In this work, hybrid models that combine rigid transformation and data-driven models are also developed to enhance positioning accuracy. Specifically, rigid transformation is first used to obtain intermediate values $(\tilde{X}_{w},\tilde{Y}_{w},\tilde{Z}_{w})$ , which are then entered as the input to one of the data-driven models above, that is, polynomial regression, ANN, Kriging interpolation, and Kriging regression to further improve the world coordinate estimation $(X_{w},Y_{w},Y_{w})$ .

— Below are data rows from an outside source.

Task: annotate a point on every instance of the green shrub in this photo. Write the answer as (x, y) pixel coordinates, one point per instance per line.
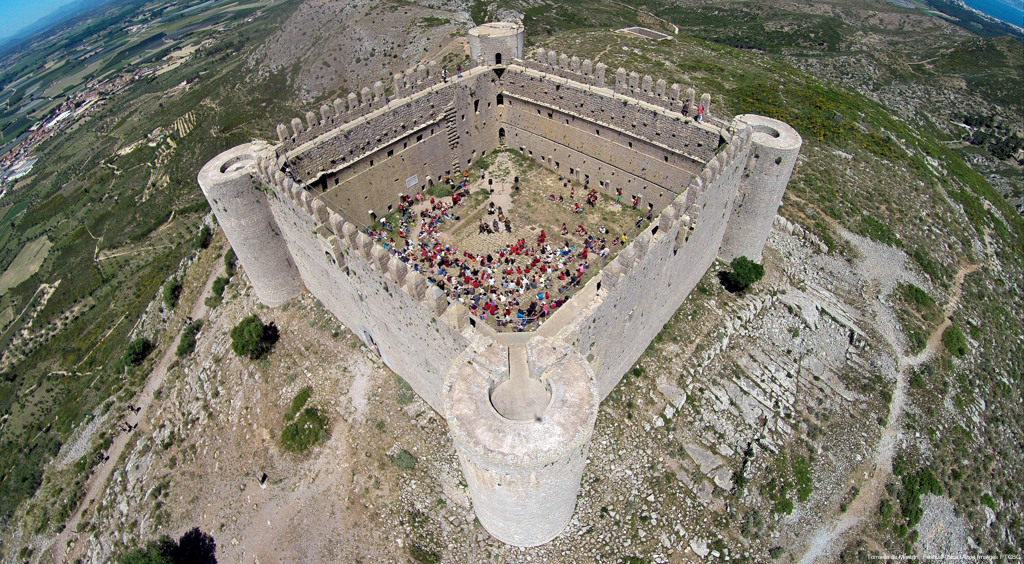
(136, 351)
(423, 556)
(916, 296)
(298, 402)
(954, 341)
(172, 291)
(406, 393)
(802, 476)
(219, 285)
(744, 272)
(403, 460)
(187, 342)
(253, 339)
(308, 429)
(204, 237)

3. System hardware and experimental setup

As discussed above, the goal of this research is to develop a cost-effective indoor positioning system for robotics research and education. Figure 5(a) shows the three low-cost cameras installed on a custom mount attached to the ceiling for detecting and localizing the marker. The cameras are ELP 180-degree Fisheye cameras [Reference Kyzer32] with a unit price of around $50. Their resolution is set as 1920 × 1080. A low-end PC is also needed for image data acquisition and processing. Figure 5(b) presents the images of different areas of a white floorboard taken by these cameras, and the border regions between two adjacent cameras have partial overlap. To ensure the entire ArUco marker is within at least one camera view at any time, the overlap area needs to be larger than the ArUco marker. In other words, at any location of the floorboard, the camera coordinates (X _c, Y _c, Z _c) of the ArUco marker can be obtained using the image processing procedure in Eqs. (3), (4), and (5). The custom mounts are made of PVC pipes, on which the cameras can be moved along three perpendicular dimensions to adjust their orientations relative to the floorboard. However, it should be noted that the custom mount of the 3-axis motion used in our robotics research is not mandatory for the proposed indoor positioning system. In addition, the three mounts are painted in three different colors, red, white, and black, which also refer to the attached cameras hereafter.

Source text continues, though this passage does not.